When it comes to digestion, your small intestine is the ‘main event’ so to speak. Lots of digestion and absorption of important macro and micro nutrients goes on there, but if you have been like most people over the holidays, you have gone a little bit overboard with all the good stuff there is to eat and enjoy, and now along with being a few pounds heavier, you notice you might have some ‘tummy rumbles’ as my daughter would say, along with some flatulence and other issues that force you to leave the room during the good parts of movies.
A lot of this is due to the fact that your guy has been ravaged by all the food that you have been eating, and you may now have some small intestinal bacterial overgrowth (SIBO) which you need to address. SIBO was generally considered quackery until recently, when we started learning more about how complex the gut is, and how intimately connected it is with the nervous system.

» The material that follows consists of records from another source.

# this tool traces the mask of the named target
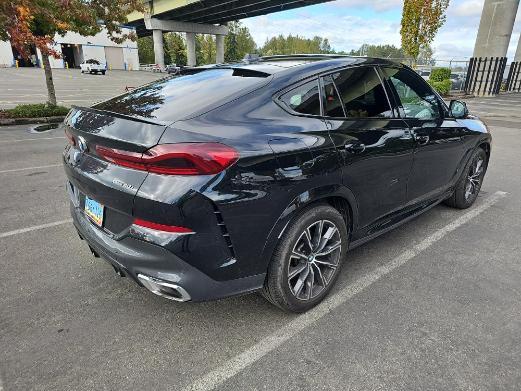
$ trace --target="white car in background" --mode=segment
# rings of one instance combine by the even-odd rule
[[[101,73],[105,74],[106,68],[105,64],[100,63],[98,60],[94,60],[93,58],[89,60],[85,60],[80,64],[81,73]]]

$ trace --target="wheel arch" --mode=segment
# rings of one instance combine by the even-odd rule
[[[346,222],[348,236],[351,238],[358,226],[358,204],[351,190],[342,185],[307,190],[293,198],[273,225],[262,250],[262,259],[266,260],[266,267],[268,267],[279,239],[293,218],[304,208],[318,203],[329,204],[340,212]]]
[[[487,162],[490,161],[490,142],[483,141],[478,145],[478,148],[481,148],[485,151],[485,153],[487,154]]]

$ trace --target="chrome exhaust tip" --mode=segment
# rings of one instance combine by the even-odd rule
[[[144,274],[138,274],[137,278],[145,288],[147,288],[155,295],[174,301],[190,300],[190,295],[188,292],[179,285],[175,285],[163,280],[158,280],[154,277],[145,276]]]

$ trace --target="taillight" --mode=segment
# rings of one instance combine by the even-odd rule
[[[158,224],[158,223],[153,223],[151,221],[141,220],[141,219],[134,219],[133,224],[139,225],[140,227],[154,229],[156,231],[172,232],[172,233],[179,233],[179,234],[193,233],[193,231],[189,228],[179,227],[177,225]]]
[[[166,246],[173,240],[195,233],[189,228],[158,224],[142,219],[134,219],[129,232],[133,237],[159,244],[160,246]]]
[[[65,137],[67,137],[67,139],[69,140],[70,145],[72,145],[73,147],[76,146],[76,139],[68,129],[65,129]]]
[[[101,145],[96,151],[120,166],[166,175],[217,174],[239,158],[235,149],[220,143],[163,144],[142,154]]]

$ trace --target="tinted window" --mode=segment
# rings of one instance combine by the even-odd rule
[[[345,117],[344,104],[331,75],[324,77],[324,108],[328,117]]]
[[[374,68],[346,69],[333,74],[332,78],[347,118],[392,117],[385,90]],[[330,99],[327,91],[326,99]]]
[[[438,98],[422,79],[404,68],[384,68],[383,71],[398,94],[405,118],[439,118]]]
[[[316,79],[286,92],[280,99],[297,113],[320,115],[320,96]]]
[[[256,77],[256,76],[257,77]],[[208,69],[192,75],[162,79],[94,108],[130,116],[173,122],[200,110],[221,105],[266,83],[265,75],[230,68]]]

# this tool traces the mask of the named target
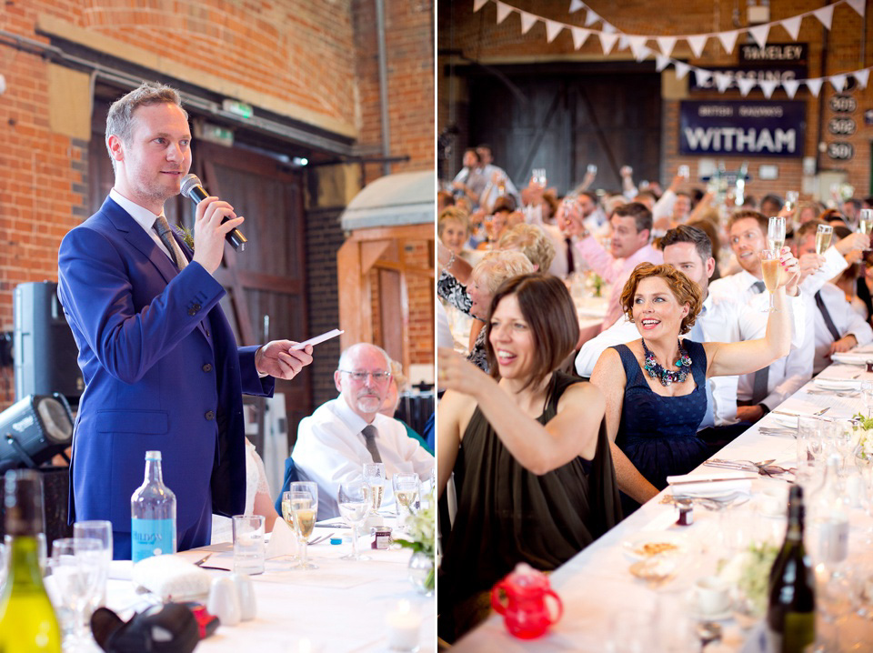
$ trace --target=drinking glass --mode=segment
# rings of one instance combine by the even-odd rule
[[[370,508],[370,487],[363,480],[340,483],[336,492],[339,514],[352,527],[352,552],[343,556],[345,560],[368,560],[369,558],[357,552],[357,529],[366,521]]]
[[[49,567],[57,588],[56,599],[62,604],[60,608],[73,613],[74,618],[73,632],[70,640],[65,643],[65,650],[71,644],[84,645],[91,639],[90,628],[85,623],[85,611],[97,592],[103,560],[103,544],[97,539],[65,537],[52,543]]]
[[[767,222],[767,243],[770,249],[775,249],[778,253],[782,252],[782,246],[785,245],[785,218],[771,217]]]
[[[234,515],[234,572],[264,573],[263,515]]]
[[[309,562],[307,549],[309,537],[316,526],[318,514],[318,486],[312,481],[296,481],[288,489],[291,491],[291,513],[294,515],[294,530],[300,542],[300,564],[296,569],[317,569]]]
[[[73,525],[73,537],[95,539],[103,547],[102,574],[97,591],[95,592],[91,605],[88,607],[88,612],[91,613],[106,604],[106,579],[109,578],[109,566],[112,563],[112,522],[105,519],[77,521]],[[90,614],[86,614],[85,618],[89,619]]]
[[[382,507],[385,496],[385,465],[382,463],[364,464],[364,482],[370,487],[370,511],[375,515]]]
[[[761,272],[764,274],[764,286],[770,293],[769,307],[766,308],[764,312],[773,313],[776,311],[776,289],[779,286],[782,276],[782,264],[779,263],[778,251],[776,249],[761,250]]]
[[[818,225],[816,230],[816,254],[821,255],[830,246],[830,239],[834,235],[834,227],[830,225]]]

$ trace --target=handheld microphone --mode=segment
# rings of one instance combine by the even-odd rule
[[[203,189],[203,186],[200,183],[200,179],[196,175],[186,175],[182,177],[182,195],[186,197],[189,197],[194,206],[196,206],[203,200],[209,196],[209,195]],[[222,224],[227,222],[229,218],[224,217],[222,219]],[[225,235],[225,240],[233,246],[234,249],[237,252],[242,252],[246,249],[246,243],[248,241],[246,239],[246,236],[243,236],[243,232],[239,229],[232,229]]]

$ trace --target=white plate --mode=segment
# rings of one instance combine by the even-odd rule
[[[666,550],[658,545],[669,545]],[[679,554],[685,551],[685,537],[666,530],[637,533],[621,543],[622,550],[631,560],[648,560],[657,555]]]

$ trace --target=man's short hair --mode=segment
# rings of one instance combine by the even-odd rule
[[[134,136],[134,112],[140,106],[163,104],[176,105],[182,109],[185,117],[188,117],[188,112],[182,107],[182,97],[178,91],[158,82],[143,82],[138,88],[112,103],[106,116],[105,137],[106,150],[109,152],[113,167],[115,160],[112,158],[112,150],[109,148],[109,136],[118,136],[122,143],[129,146]]]
[[[707,232],[699,227],[679,225],[669,229],[661,236],[659,246],[663,252],[668,246],[677,243],[692,243],[704,263],[712,257],[712,241],[709,240]]]
[[[617,206],[612,215],[618,216],[618,217],[627,217],[628,216],[633,217],[637,225],[637,234],[644,230],[647,230],[649,235],[652,233],[652,212],[641,202],[630,202]]]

The gut is not simply a ‘tube’ that food goes through and gets mashed up and sent into your blood stream. The gut is like a brain of its own,** and it has a very important immune function (much like the skin, which is why I am interested in learning about it). The gut keeps the outside out, BUT unlike the skin, it has to let the ‘good stuff’ in, which is a process that can be disrupted by the ‘foods of the season’ and result in things like SIBO, which can go on to affect your whole gut (stomach, esophagus, colon, etc..).
SIBO can affect a whole host of health conditions, ranging from depression to heartburn, to acne and obesity. In fact, it is pretty well established that obese people tend to have different gut bug (ie gut flora or biota) than skinny people. So, it appears that the gut plays a role as the gatekeeper for this process.
So, what are the ways you can get on track? Well, apart from eating whole foods that are nutrient dense and low-carb, here are some things I recommend to avoid and include in your diet in 2013.
High fructose corn syrup (HFCS), Omega-6 fatty acids, trans-fats, wheat products (most grains and oats in general), processed foods with a long list of chemical ingredients, artificial sweeteners, diet sodas
Fermented foods like sauerkraut, unsweetened kefir, plain high-fat Greek yogurt, tea, vinegar, kombucha, homemade soups (with homemade stock preferably) or simple chicken broth, and lots of leafy green vegetables (kale, spinach, chard)
This is, of course, a cursory list, but it’s one that really works for me.
What are some of the foods you like to eat to help heal your gut?